Assumptions and Risks

The assistant was operating under several assumptions when issuing this command. First, that the CUDA code would compile successfully despite the significant restructuring of the mutex architecture. Second, that even if pre-staging mostly failed (as the VRAM analysis suggested), the two-lock design might still provide some benefit by hiding the ~0.5 seconds of b_g2_msm execution behind GPU kernel time. Third, that the empirical data from benchmarking would be more informative than theoretical analysis alone for deciding whether to proceed with Phase 10.

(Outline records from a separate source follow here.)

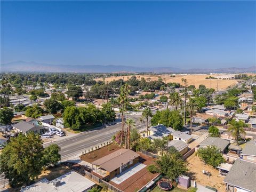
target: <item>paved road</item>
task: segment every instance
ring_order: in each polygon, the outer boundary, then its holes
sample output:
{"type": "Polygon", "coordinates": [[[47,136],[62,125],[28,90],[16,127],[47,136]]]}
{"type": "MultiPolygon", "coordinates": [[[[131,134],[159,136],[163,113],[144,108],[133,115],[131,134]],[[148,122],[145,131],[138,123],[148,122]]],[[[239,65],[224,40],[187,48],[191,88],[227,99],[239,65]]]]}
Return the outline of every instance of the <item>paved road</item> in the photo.
{"type": "MultiPolygon", "coordinates": [[[[136,127],[140,128],[140,123],[139,121],[140,116],[128,115],[127,117],[134,119],[136,123],[136,127]]],[[[142,126],[145,127],[143,123],[142,126]]],[[[74,157],[86,149],[91,149],[92,147],[111,140],[113,136],[121,129],[121,123],[119,122],[106,127],[97,128],[81,133],[67,139],[57,141],[54,143],[60,146],[61,148],[60,154],[62,161],[65,161],[74,157]]],[[[50,144],[45,144],[44,146],[47,147],[50,144]]]]}

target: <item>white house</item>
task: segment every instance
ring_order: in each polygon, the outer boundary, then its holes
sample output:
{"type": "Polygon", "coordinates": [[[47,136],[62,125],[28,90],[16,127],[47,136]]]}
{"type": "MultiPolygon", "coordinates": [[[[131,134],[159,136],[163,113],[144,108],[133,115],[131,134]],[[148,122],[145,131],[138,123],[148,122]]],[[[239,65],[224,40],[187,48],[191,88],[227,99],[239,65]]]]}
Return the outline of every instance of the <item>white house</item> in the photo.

The risks were real. A failed build would waste time. A successful build that produced incorrect proofs could corrupt benchmark data. And perhaps most insidiously, the sunk-cost fallacy — having invested significant effort in the Phase 10 implementation, the assistant might be tempted to rationalize away negative results. The message shows no evidence of this bias; the tone is clinical and forward-looking.

What Followed

The subsequent messages tell a sobering story. The build succeeded ([msg 2635]). The daemon started with three GPU workers ([msg 2639]). The correctness test passed — the proof completed rather than failing ([msg 2644]). But the performance was catastrophic: 73.8 seconds per proof, more than double Phase 9's 32.1-second baseline. The daemon logs revealed the reason: most partitions fell back to the non-prestaged path, with gpu_total_ms of 3.3–3.9 seconds instead of the hoped-for 1.8 seconds. The two-lock design had not only failed to improve throughput — it had regressed performance by forcing every partition through the slow fallback path.

This empirical data ultimately led the assistant to abandon Phase 10 entirely, revert to Phase 9's proven single-lock approach, and design Phase 11 with three targeted interventions to address the real bottleneck: DDR5 memory bandwidth contention ([chunk 28.0]). The Phase 10 failure was documented in a post-mortem, and the lessons learned — particularly about CUDA device-global API constraints and VRAM capacity limits — informed every subsequent optimization.

Broader Significance

Message [msg 2634] exemplifies a pattern that recurs throughout high-performance systems engineering: the tension between theoretical elegance and practical constraints. The two-lock design was intellectually appealing — splitting a contended resource into two independent locks is a classic concurrency optimization. But it failed because CUDA's API semantics violated the assumptions underlying that pattern. The device-global nature of CUDA memory management meant that no amount of lock splitting could isolate memory operations from compute operations on the same GPU.

The message also demonstrates the importance of building a test harness before committing to a design direction. The assistant's disciplined approach — implement, build, test, measure, evaluate — prevented weeks of wasted effort on a fundamentally flawed architecture. The entire Phase 10 experiment, from design to abandonment, spanned only a handful of messages. This rapid feedback loop is the hallmark of effective optimization work.

For anyone studying this conversation, [msg 2634] serves as a reminder that in systems optimization, data trumps theory. The assistant could have concluded from the VRAM analysis alone that Phase 10 was doomed. Instead, it built the code, ran the benchmark, and let the 73.8-second result speak for itself. That discipline — the willingness to be proven wrong by one's own experiments — is what separates effective optimization from wishful thinking.